CAPL’s 4Q14 PATMI increased 187% to S$409.4m mainly due to divestment gains from office strata units at Westgate Tower, higher contributions and revaluation gains from the shopping mall and serviced residence businesses, partially offset by lower profits from China and lower portfolio losses. Full year PATMI and operating profit are reported to be S$1,160.8m and S$705.3m, up 38% and 40% respectively, which are within our expectations. Given the slowdown in the domestic residential space, the group sold only 278 units in Singapore over FY14 – a whopping 78% dip versus 1,260 units sold in FY13. Sales in China also fell 35% from 7,688 units in FY13 to 4,961 units in FY14; that said, we still see this to be a fairly respectable clip and note that Chinese total sales value only dipped 13% to RMB7,555m in FY14 given a more favorable mix. A final dividend of 9.0 S-cents has been proposed. We update our valuation model with latest sales datapoints and our fair value increases marginally from S$3.79 to S$3.98 (25% discount to RNAV). Maintain BUY.

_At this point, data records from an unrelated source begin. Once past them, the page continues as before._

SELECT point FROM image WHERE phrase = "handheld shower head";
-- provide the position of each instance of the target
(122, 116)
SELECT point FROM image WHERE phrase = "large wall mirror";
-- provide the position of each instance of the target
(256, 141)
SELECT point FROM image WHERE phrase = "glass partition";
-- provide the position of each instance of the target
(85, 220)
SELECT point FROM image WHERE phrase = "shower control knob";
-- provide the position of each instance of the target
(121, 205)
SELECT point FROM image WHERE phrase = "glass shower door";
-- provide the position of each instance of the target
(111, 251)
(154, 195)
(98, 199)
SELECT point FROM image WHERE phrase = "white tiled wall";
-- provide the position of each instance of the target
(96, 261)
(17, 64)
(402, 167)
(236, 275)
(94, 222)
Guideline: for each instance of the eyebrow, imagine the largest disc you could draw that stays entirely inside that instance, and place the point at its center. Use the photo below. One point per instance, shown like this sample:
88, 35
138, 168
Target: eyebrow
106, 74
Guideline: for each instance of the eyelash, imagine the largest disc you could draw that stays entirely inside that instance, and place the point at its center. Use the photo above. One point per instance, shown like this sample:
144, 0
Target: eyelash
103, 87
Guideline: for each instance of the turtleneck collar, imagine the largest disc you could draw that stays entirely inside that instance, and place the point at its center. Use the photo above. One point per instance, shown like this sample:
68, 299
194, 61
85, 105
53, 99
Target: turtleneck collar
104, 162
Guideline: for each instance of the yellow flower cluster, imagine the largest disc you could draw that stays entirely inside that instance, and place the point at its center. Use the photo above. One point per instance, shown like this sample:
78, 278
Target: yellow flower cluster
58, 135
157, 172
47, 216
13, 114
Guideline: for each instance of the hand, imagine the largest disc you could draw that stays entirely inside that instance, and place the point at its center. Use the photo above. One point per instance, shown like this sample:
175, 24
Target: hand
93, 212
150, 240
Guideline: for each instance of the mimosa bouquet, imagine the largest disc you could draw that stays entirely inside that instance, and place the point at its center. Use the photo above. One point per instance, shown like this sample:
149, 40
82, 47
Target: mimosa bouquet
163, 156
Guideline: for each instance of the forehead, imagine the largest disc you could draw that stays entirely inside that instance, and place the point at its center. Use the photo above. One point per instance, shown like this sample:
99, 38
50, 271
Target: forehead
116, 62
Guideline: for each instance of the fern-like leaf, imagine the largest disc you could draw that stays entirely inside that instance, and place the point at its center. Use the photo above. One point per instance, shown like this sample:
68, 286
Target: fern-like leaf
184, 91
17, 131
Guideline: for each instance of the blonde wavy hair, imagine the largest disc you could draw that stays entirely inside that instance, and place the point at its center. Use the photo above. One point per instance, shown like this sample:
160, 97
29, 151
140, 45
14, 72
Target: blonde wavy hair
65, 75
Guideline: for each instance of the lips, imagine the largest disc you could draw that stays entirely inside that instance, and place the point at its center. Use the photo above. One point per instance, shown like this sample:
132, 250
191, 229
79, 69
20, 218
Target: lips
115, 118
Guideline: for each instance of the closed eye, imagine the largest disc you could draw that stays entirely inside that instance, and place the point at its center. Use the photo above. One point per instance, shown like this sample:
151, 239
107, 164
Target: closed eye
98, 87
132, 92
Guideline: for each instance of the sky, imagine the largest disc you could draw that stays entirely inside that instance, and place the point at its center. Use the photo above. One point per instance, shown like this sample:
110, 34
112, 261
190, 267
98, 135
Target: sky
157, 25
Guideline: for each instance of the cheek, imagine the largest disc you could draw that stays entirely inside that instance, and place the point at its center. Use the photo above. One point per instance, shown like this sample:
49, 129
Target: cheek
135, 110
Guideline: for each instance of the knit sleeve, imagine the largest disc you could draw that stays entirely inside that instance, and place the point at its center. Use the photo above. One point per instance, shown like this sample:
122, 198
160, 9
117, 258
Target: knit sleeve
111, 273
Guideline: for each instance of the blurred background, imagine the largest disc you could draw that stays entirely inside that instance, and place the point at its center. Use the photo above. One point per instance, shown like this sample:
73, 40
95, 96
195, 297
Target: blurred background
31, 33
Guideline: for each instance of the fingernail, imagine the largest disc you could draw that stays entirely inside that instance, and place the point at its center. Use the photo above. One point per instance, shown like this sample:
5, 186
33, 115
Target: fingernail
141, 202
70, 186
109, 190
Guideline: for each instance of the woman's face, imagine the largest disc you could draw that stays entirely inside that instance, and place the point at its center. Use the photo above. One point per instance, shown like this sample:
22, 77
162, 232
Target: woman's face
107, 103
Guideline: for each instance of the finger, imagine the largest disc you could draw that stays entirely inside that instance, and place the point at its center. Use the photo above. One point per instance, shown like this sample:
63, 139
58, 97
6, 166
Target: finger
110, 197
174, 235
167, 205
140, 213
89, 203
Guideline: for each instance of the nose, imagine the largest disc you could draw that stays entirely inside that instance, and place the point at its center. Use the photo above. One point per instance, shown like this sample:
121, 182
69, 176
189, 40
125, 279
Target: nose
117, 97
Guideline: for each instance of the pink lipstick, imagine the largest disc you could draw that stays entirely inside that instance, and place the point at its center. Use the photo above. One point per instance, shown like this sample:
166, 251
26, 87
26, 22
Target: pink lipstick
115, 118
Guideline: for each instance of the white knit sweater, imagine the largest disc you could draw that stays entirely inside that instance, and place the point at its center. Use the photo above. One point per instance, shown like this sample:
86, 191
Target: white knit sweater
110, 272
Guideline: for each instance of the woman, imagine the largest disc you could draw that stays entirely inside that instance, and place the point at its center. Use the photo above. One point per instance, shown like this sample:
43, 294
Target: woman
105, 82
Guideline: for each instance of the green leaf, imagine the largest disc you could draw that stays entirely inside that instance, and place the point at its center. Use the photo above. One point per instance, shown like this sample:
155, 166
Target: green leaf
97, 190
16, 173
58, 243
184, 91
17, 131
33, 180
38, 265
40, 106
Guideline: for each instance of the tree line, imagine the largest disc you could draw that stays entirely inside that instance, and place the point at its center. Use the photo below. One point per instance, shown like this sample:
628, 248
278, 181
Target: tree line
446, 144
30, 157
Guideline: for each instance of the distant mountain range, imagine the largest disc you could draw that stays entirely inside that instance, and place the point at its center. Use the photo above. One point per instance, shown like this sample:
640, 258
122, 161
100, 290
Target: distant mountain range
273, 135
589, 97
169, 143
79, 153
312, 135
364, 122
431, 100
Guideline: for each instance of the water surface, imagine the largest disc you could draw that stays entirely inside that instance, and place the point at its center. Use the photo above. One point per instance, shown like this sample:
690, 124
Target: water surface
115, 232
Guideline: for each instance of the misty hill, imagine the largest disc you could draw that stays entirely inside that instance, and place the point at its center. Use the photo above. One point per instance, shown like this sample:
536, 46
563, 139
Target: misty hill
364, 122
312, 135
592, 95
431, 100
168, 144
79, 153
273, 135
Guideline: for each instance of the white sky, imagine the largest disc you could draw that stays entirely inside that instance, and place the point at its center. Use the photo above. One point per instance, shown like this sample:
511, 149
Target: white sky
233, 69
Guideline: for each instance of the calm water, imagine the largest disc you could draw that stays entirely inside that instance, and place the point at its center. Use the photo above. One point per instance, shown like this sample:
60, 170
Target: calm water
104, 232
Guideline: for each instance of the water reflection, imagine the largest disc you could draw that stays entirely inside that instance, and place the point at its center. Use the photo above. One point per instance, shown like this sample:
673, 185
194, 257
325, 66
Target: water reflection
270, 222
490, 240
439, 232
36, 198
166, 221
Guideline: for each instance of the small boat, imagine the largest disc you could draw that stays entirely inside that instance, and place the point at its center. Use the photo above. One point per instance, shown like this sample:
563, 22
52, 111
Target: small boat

Boost from Westgate office divestment gains
CAPL’s 4Q14 PATMI increased 187% to S$409.4m mainly due to divestment gains from office strata units at Westgate Tower, higher contributions and revaluation gains from the shopping mall and serviced residence businesses, partially offset by lower profits from China as fewer units were handed over over the quarter and lower portfolio losses. Full year PATMI and operating profit are reported to be S$1,160.8m and S$705.3m, up 38% and 40% respectively, which are within our expectations. Full year revenue increased 12% to S$3,924.6m again due to Westgate, improved performances from investment assets and development projects in Vietnam, offset by poorer numbers from developments in China. A final dividend of 9.0 S-cents has been proposed, up from 8.0 S-cents in the previous year.

SG resi sales down 78% to 278 units in FY14
Given the slowdown in the domestic residential space, the group sold only 278 units in Singapore over FY14 – a whopping 78% dip versus 1,260 units sold in FY13. We note that two of the group’s completed residential projects, Urban Resort (69% sold) and The Interlace (84% sold), are subject to QC penalties this year but total extension charges of S$8.6m are unlikely to have a significant impact. Sales in China also fell 35% from 7,688 units in FY13 to 4,961 units in FY14; that said, we still see this to be a fairly respectable clip and note that Chinese total sales value only dipped 13% to RMB7,555m in FY14 given a more favorable mix. The group has a steady pipeline in China with 9k units that are launch-ready and expects to complete 8k units in 2015.

Fair value increased to S$3.98
FY14 same-mall NPI for the group’s retail business increased 2.5% and 19.9% in Singapore and China, respectively, with Chinese shopper traffic also growing 4.8% over the period. We update our valuation model with latest sales datapoints and our fair value increases marginally from S$3.79 to S$3.98 (25% discount to RNAV). Maintain BUY.